| Summary: | ash behaves strangely on CTRL-C (does not exit but fills process table) | ||
|---|---|---|---|
| Product: | Busybox | Reporter: | Ronald Wahl <ronald.wahl> |
| Component: | Other | Assignee: | unassigned |
| Status: | RESOLVED FIXED | ||
| Severity: | major | CC: | busybox-cvs |
| Priority: | P3 | ||
| Version: | 1.13.x | ||
| Target Milestone: | --- | ||
| Hardware: | PC | ||
| OS: | Linux | ||
| Host: | Target: | ||
| Build: | |||
| Attachments: |
working .config
Proposed fix trace of executing script.sh (with manually inserted CTRL-C marker) see shell continiously spawning/finishing subshells after SIGINT+SIGUSR1 with SIGINT+SIGUSR1 & expanded tracing |
||
Please attach your .config, it does not happen with mine (which I will attach too). Let's compare them. Created attachment 153 [details]
working .config
Your .config shows the same problem (had to remove the cross prefix - i just built it native against glibc). My .config is the default config (make menuconfig and just save). But I have just noticed that this bug is a race condition because in some cases it works. So probably you need to try just harder... Meanwhile I know even a bit more: The working case looks like this: - SIGINT is received - onsig() is called - raise_interrupt() is called - we kill ourself there with SIGINT - shell finishes The broken case looks like this: - SIGINT received - onsig() is called - dotrap() is called (dunno why) which resets gotsig[SIGINT - 1] - raise_interrupt() is called - SIGINT check fails because it was reset in dotrap() - shell does NOT finish So the question is why dotrap() is called in the broken case. Maybe interesting for further inspections: "suppressint" was always 1 in onsig() during my tests. So raise_interrupt is not called from onsig() directly. Created attachment 155 [details]
Proposed fix
Please review my proposed patch. It works for me but I'm not sure if its correct.
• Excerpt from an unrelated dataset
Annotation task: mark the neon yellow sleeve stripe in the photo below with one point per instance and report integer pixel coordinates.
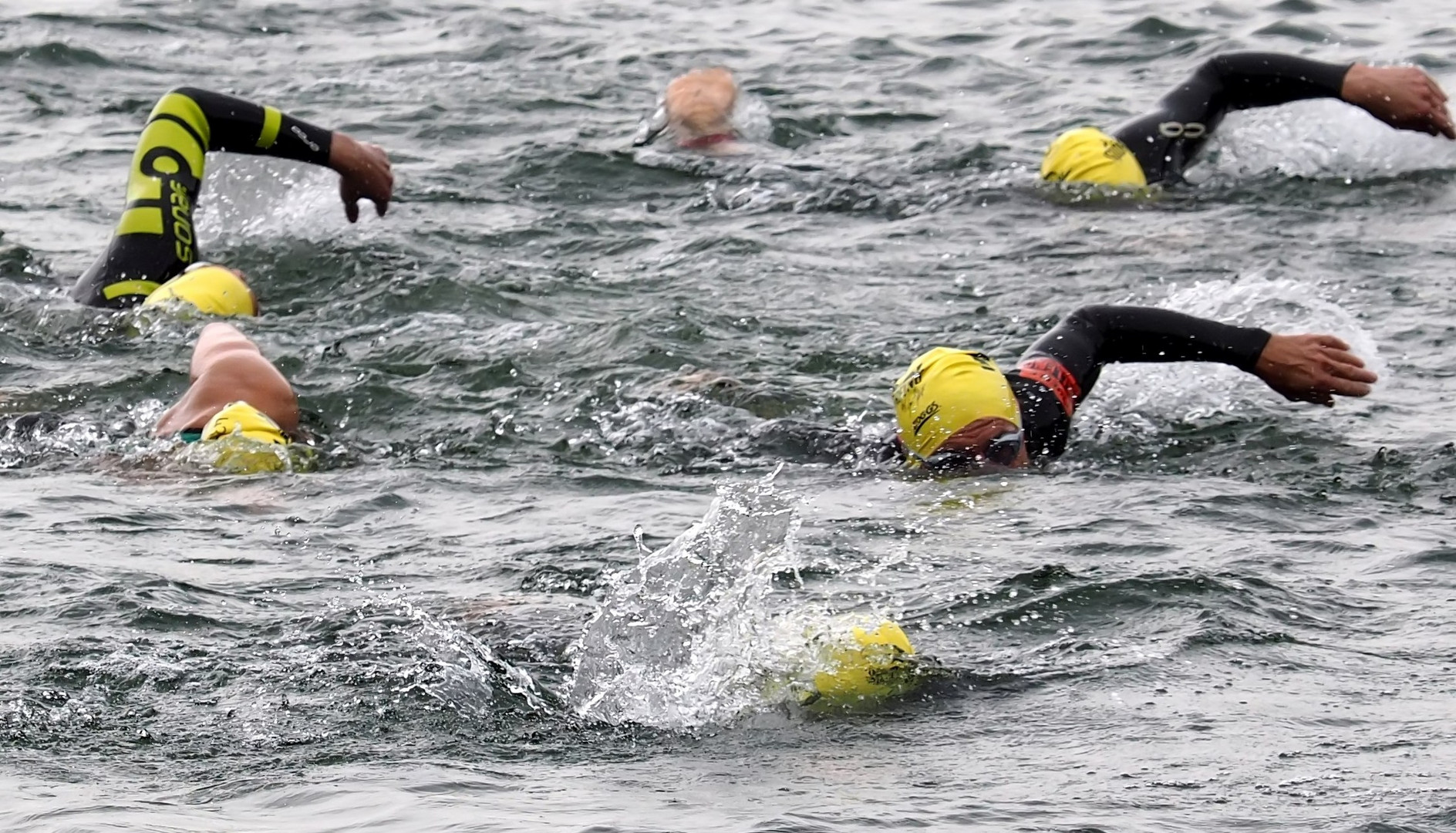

Probably we also need to move the "pendingsig = 0;" outside of the inner if statement, to catch the case that pendingsig is 1 already and a SIGINT occurs when INTs are supposed to be suppressed. Semantically we need to achieve that when intpending is 1 then pendingsig must be 0 otherwise the shell might not exit on SIGINT. Alternatively we could call dotrap() only when pendingsig is 1 and intpending is 0 but this might be racy as well because here the check is not signal safe because it is outside of the signal handler. Oh well, signal handling is an awful topic ... ;-) I think it needs to be made like this:
gotsig[signo - 1] = 1;
// pendingsig = signo;
if (/* exsig || */ (signo == SIGINT && !trap[SIGINT])) {
if (!suppressint) {
pendingsig = 0;
raise_interrupt(); /* does not return */
}
intpending = 1;
} else
pendingsig = signo;
IOW, pendingsig is 1 if signal OTHER than SIGINT is pending, and intpending is for SIGINT. Currently, it looks like pendingsig will be set for SIGINT too, and then SIGINT handling sees that and handles SIGINT again as if it is an "other" signal.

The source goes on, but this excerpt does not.